In a separate bowl with cleaned beaters, beat egg whites until stiff. Stir 1/4 of them into the cake batter, to lighten it a little. Fold in the rest in three additions. It will seem impossible to fold in at first because the batter is so stiff, but it will loosen with careful folding. Only fold the last addition of egg whites until it has mostly disappeared (a couple faint streaks of egg white are fine).
Spread cake batter in prepared cake pan, smoothing the top. Arrange apple halves facedown over the cake batter. To warn, 4 tiny/small apples will definitely fit over the cake batter. When I made it with 4 small-almost-medium apples, I could only fit 3 1/2 of them. No need to press the apples into the batter. You can pour any extra lemon juice and sugar in the bowl over the apples.
Bake cake: 35 to 40 minutes, until a toothpick or skewer inserted into the center of the cake comes out clean. Let rest on a cooling rack for 5 minutes, then cut around the cake to make sure it’s not sticking to the pan at all, and unhinge the sides. Let cake cool completely. You can store it at room temperature at this point, or after you add the honey, for up to 5 days 3 days at room temperature. After that, a fridge is best for longevity. The cake is lovelier on day 2 than day 1.
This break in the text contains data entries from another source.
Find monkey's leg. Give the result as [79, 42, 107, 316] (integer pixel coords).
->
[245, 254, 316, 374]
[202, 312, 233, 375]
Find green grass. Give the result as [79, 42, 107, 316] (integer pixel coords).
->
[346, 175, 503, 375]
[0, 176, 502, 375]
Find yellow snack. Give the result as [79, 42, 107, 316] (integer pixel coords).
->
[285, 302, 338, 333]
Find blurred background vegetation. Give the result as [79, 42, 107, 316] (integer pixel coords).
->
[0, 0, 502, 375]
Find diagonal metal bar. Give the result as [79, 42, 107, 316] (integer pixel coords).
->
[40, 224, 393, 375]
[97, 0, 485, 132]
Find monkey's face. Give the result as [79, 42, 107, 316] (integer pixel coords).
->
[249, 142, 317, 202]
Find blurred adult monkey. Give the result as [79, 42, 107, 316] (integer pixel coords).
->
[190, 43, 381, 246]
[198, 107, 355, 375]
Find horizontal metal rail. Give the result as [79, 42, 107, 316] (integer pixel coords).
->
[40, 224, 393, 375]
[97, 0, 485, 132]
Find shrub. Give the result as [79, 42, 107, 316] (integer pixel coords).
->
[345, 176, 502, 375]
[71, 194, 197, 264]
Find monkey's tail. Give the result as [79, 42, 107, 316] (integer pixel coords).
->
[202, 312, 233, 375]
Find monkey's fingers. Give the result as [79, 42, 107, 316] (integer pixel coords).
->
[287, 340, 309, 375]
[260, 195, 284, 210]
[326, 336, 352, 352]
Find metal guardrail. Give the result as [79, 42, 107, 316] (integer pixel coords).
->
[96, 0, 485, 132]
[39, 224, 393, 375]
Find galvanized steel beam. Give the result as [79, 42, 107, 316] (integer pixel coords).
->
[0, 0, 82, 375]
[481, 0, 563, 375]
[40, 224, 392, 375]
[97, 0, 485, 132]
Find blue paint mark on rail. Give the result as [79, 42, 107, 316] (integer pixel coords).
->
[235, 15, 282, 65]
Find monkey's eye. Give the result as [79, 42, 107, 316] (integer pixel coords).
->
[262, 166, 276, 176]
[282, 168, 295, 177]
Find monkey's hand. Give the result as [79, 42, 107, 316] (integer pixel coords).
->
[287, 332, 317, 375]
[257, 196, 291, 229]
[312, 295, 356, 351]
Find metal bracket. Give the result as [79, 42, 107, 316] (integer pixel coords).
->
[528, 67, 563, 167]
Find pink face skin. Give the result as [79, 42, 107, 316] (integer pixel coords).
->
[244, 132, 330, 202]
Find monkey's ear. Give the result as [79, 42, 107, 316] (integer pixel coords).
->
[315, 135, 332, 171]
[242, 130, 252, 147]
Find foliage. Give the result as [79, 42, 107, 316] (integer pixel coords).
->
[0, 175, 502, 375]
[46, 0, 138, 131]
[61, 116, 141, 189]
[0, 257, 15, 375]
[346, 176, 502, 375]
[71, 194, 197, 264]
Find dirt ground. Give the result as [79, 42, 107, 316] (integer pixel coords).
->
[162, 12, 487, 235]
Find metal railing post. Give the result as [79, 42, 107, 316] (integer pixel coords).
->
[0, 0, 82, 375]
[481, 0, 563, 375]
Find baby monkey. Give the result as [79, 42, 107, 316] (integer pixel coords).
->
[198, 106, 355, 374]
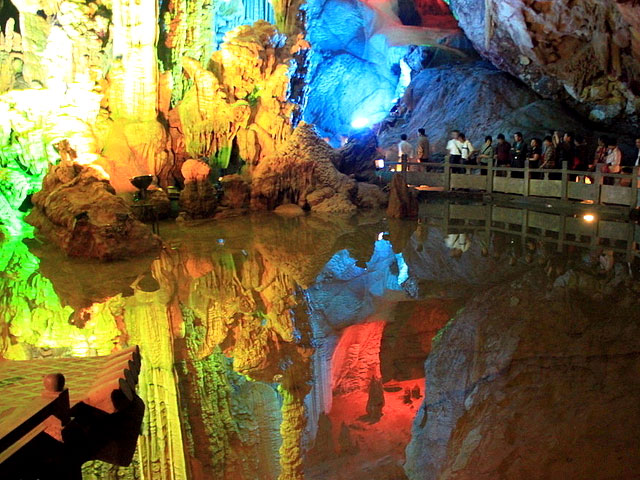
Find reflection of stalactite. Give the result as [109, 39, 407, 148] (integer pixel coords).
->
[120, 289, 187, 480]
[278, 387, 306, 480]
[178, 312, 237, 478]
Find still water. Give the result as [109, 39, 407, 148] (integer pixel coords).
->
[0, 203, 640, 480]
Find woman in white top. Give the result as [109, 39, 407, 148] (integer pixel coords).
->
[604, 139, 622, 185]
[458, 133, 474, 173]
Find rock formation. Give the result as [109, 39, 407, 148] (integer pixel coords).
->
[387, 173, 418, 218]
[450, 0, 640, 132]
[251, 123, 358, 213]
[180, 160, 218, 218]
[28, 144, 161, 260]
[379, 62, 587, 153]
[405, 271, 640, 479]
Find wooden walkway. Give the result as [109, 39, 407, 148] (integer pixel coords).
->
[0, 346, 141, 476]
[378, 161, 640, 208]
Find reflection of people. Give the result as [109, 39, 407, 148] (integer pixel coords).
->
[444, 233, 472, 258]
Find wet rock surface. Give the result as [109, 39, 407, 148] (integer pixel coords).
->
[405, 272, 640, 480]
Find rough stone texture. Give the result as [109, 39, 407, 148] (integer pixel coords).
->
[336, 129, 380, 178]
[387, 173, 418, 218]
[405, 271, 640, 480]
[450, 0, 640, 128]
[379, 63, 587, 153]
[180, 160, 218, 218]
[304, 0, 459, 141]
[28, 160, 161, 260]
[170, 21, 308, 171]
[251, 122, 358, 212]
[220, 175, 251, 208]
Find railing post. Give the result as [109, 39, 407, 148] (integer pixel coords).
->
[444, 155, 451, 192]
[560, 162, 569, 200]
[630, 167, 638, 208]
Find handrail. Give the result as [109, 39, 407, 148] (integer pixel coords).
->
[378, 159, 640, 208]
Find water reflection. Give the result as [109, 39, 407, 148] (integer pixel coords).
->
[0, 204, 637, 479]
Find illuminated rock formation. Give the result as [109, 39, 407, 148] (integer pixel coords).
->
[387, 173, 418, 218]
[29, 144, 160, 260]
[180, 160, 218, 218]
[251, 123, 358, 213]
[379, 62, 592, 154]
[450, 0, 640, 131]
[405, 271, 640, 480]
[304, 0, 459, 137]
[177, 21, 308, 172]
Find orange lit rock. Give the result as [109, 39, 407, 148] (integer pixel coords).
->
[251, 122, 358, 212]
[28, 161, 161, 260]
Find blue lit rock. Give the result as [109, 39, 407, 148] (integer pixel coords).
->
[405, 272, 640, 480]
[379, 63, 587, 153]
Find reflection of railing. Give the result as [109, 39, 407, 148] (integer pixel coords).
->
[381, 160, 640, 207]
[420, 203, 640, 261]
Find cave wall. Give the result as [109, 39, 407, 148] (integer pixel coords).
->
[449, 0, 640, 131]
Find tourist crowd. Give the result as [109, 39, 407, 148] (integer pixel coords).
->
[398, 128, 640, 181]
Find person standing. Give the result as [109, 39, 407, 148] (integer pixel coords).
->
[511, 132, 527, 178]
[589, 137, 607, 172]
[511, 132, 527, 168]
[603, 138, 622, 185]
[478, 135, 494, 175]
[540, 135, 556, 168]
[528, 138, 542, 168]
[556, 132, 576, 169]
[398, 133, 413, 172]
[458, 133, 474, 173]
[496, 133, 511, 177]
[447, 130, 462, 173]
[417, 128, 430, 163]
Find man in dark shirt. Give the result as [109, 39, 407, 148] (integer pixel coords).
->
[496, 134, 511, 167]
[556, 132, 576, 169]
[511, 132, 527, 168]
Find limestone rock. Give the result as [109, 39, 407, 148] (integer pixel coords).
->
[450, 0, 640, 129]
[379, 62, 592, 153]
[405, 271, 640, 480]
[220, 175, 251, 208]
[251, 123, 357, 212]
[311, 194, 358, 213]
[387, 173, 418, 218]
[28, 161, 161, 260]
[180, 180, 218, 218]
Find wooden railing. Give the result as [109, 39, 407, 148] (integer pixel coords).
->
[378, 160, 640, 208]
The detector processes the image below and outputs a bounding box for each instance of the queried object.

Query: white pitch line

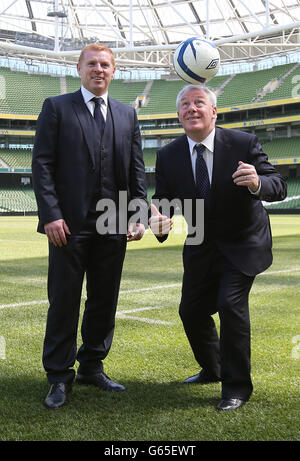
[0,267,300,309]
[117,309,174,325]
[120,283,181,295]
[258,267,300,275]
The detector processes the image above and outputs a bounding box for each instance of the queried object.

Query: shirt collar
[81,85,108,105]
[187,128,216,154]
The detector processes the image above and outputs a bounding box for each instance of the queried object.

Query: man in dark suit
[32,44,147,408]
[150,85,286,410]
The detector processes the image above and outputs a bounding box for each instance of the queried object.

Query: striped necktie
[91,98,105,136]
[195,144,210,199]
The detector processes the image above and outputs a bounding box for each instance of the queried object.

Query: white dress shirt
[187,128,261,196]
[187,128,216,184]
[81,86,108,121]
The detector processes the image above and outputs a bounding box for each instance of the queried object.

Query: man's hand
[232,162,260,192]
[44,219,71,247]
[127,222,145,242]
[149,203,173,237]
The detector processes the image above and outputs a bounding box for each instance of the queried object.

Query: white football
[173,37,220,84]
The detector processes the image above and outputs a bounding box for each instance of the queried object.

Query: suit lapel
[174,135,196,197]
[73,90,95,168]
[211,127,232,201]
[108,98,128,190]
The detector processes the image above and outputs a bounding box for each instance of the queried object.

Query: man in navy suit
[32,44,147,408]
[150,85,287,410]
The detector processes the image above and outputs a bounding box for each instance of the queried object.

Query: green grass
[0,215,300,441]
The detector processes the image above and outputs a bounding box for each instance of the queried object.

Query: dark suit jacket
[32,90,146,233]
[153,127,287,275]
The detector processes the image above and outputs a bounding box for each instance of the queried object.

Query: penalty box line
[0,267,300,315]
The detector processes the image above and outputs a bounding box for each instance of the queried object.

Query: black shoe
[217,398,246,411]
[44,383,72,409]
[183,370,221,384]
[76,371,125,391]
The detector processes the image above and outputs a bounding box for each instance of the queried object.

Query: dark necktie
[92,98,105,136]
[195,144,210,199]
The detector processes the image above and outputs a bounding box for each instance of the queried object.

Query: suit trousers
[43,216,126,384]
[179,243,254,400]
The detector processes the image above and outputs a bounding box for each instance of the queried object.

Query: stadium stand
[0,187,37,212]
[0,63,300,213]
[0,149,32,168]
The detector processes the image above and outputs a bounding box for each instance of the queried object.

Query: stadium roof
[0,0,300,69]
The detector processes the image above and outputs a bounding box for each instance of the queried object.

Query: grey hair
[176,85,217,112]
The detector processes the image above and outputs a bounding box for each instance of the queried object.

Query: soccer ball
[173,37,220,84]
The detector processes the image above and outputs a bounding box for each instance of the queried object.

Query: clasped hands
[149,161,260,237]
[44,161,260,247]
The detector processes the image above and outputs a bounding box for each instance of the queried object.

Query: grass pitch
[0,215,300,441]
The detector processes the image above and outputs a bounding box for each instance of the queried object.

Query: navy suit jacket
[153,127,287,276]
[32,90,147,234]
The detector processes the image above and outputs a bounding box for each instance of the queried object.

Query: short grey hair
[176,85,217,112]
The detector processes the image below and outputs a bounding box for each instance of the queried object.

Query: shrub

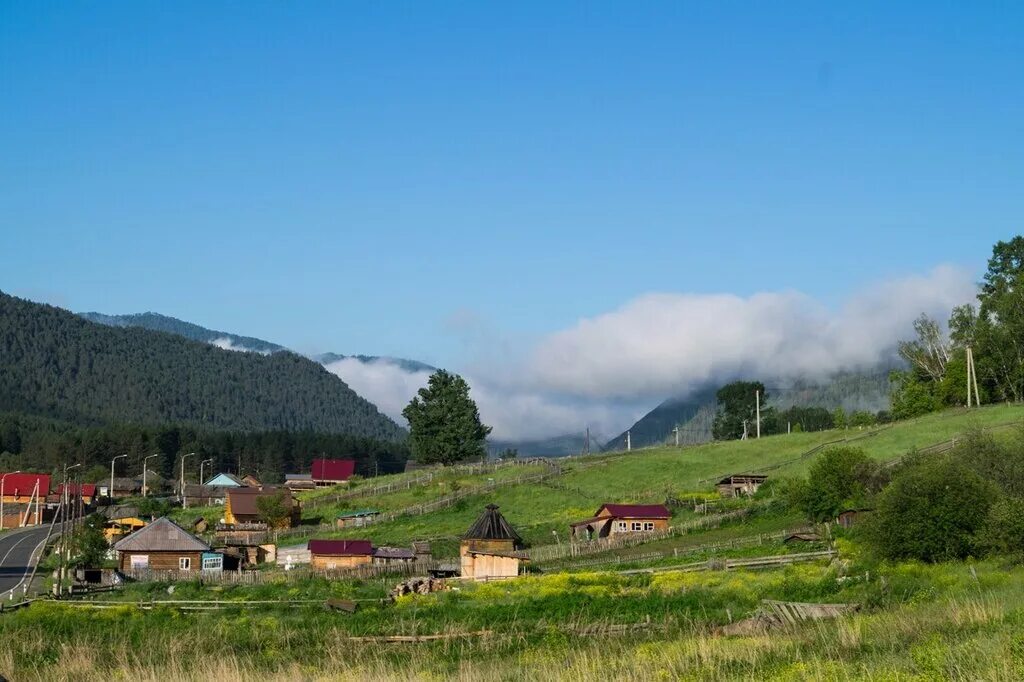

Before serving, if you’d like the glaze to look glossy, or whenever the cake is cool, if you don’t mind if the honey sinks into the cake: Warm 1/4 cup honey and a good pinch of sea salt until it liquefies to the point where it makes a thin glaze — this will take less than 30 seconds. Brush honey-salt mixture over cooled cake.
I added a sprinkle of cinnamon on the top of the cake before baking.
This wasa perfect Rosh Hashanah! Best Wishes for a Happy and Healthy 5782!